Tres erres esperanzadoras para el teatro
de títeres

María Laura Germán • La Habana, Cuba
Fotos: Cortesía de la autora
 

Reconocimiento

Es bueno saber que no somos los únicos titiriteros del mundo. Respetar la tradición está bien. Está muy bien. Y lo aplaudiré siempre. Pero esto no significa que sigamos bailando el areito…

(Pausa. Transición.)

Este inicio parece el comenzar de una apología hacia el eurocentrismo, pero no se trata de eso. La historia comienza así:

En el recién (exitosamente) culminado 11no Taller Internacional de Títeres de Matanzas, estuvo presente Joan Baixas impartiendo un taller con el nombre: “El cuerpo en ascua: material de base para la animación de títeres”. No quiero ahondar sobre lo importantes que son estos espacios de confrontación e interrelación profesional porque es algo que ya todos sabemos (y que me haría quedar como una tierna graduada universitaria que recién descubre la experiencia, sin contar las líneas que me ahorro…), pero al tercer día de ejercicios, justo cuando todos pensábamos que íbamos entendiendo todo, Joan Baixas se sentó frente a nosotros y dialogó sobre la importancia no solo del impulso y la creatividad, sino de la información actualizada y el descubrimiento de las nuevas tendencias modernas en todas las manifestaciones.

Imagen: La Jiribilla

Por supuesto que los cubanos siempre justificaremos las deficiencias (aunque luego en la soledad lo pensemos mejor) y aquello del bloqueo y la falta de internet nos favorece mucho en estos casos, pero la realidad es que al salir todos nos miramos diferente; como si entender que con tan solo honrar la raíz no significa que estemos haciendo buen teatro, nos hubiera movido por dentro.

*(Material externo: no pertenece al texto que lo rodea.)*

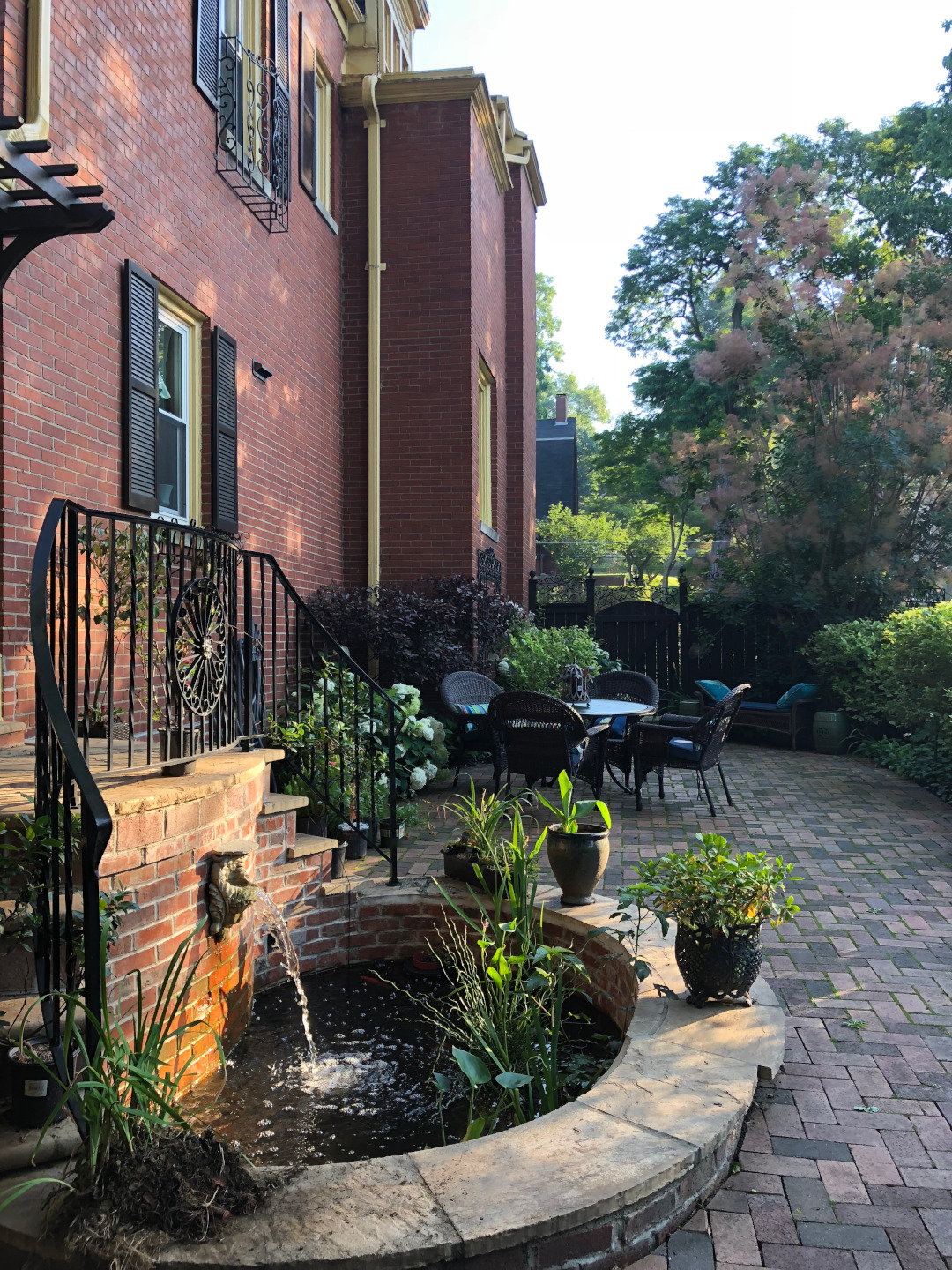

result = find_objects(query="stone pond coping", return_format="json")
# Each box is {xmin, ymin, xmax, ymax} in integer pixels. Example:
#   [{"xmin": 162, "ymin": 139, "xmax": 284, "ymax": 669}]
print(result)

Es común en la práctica de los titiriteros que confluyen en el taller internacional, apreciar a lo largo de los dos años que le siguen un estreno con el sello de “los talleristas más destacados”, pero ¿de qué nos sirve el intento si se queda en la mera reproducción de lo aprendido? ¿De qué sirve honrar las raíces si el cuerpo y la mente no las comprenden en totalidad, o si no logramos que el público las reciba acorde a una nueva era en la que el teatro (también) tiene nuevos códigos?

Creo indigna (totalmente) la traición a las fuentes de donde bebimos para hacernos fuertes; no estoy hablando de eso. Estoy hablando del abuelo muerto que casi todos tenemos: el que nos contaba las leyendas o el que nos arrastraba por la piedras para llevarnos al baño; ese al que ahora debemos agradecer las fortalezas de las formas que corresponden a nuestro tiempo; y puede que estas no sean precisamente las que nos enseñaron nuestros antecesores.

Renovación

En una de las funciones que presencié los títeres de guantes contaban una historia sin muchas complicaciones en la que un pirata español intentaba robar el oro de Latinoamérica. Al concluir, la madre de la familia titiritera habló a niños y padres de la importancia de esta historia que contaban, que resultó abordar temas sobre violencia de género, la importancia de la mujer en la salud social de los pueblos de América, la honestidad… “Está bien, me dije, es un discurso bonito y emotivo”.

Imagen: La Jiribilla

Pero a los padres y los niños que estaban allí, ¿les habrá funcionado igual ver a esta señora emotiva, o lo habrán traducido como un discurso que retarda la función 15 minutos más?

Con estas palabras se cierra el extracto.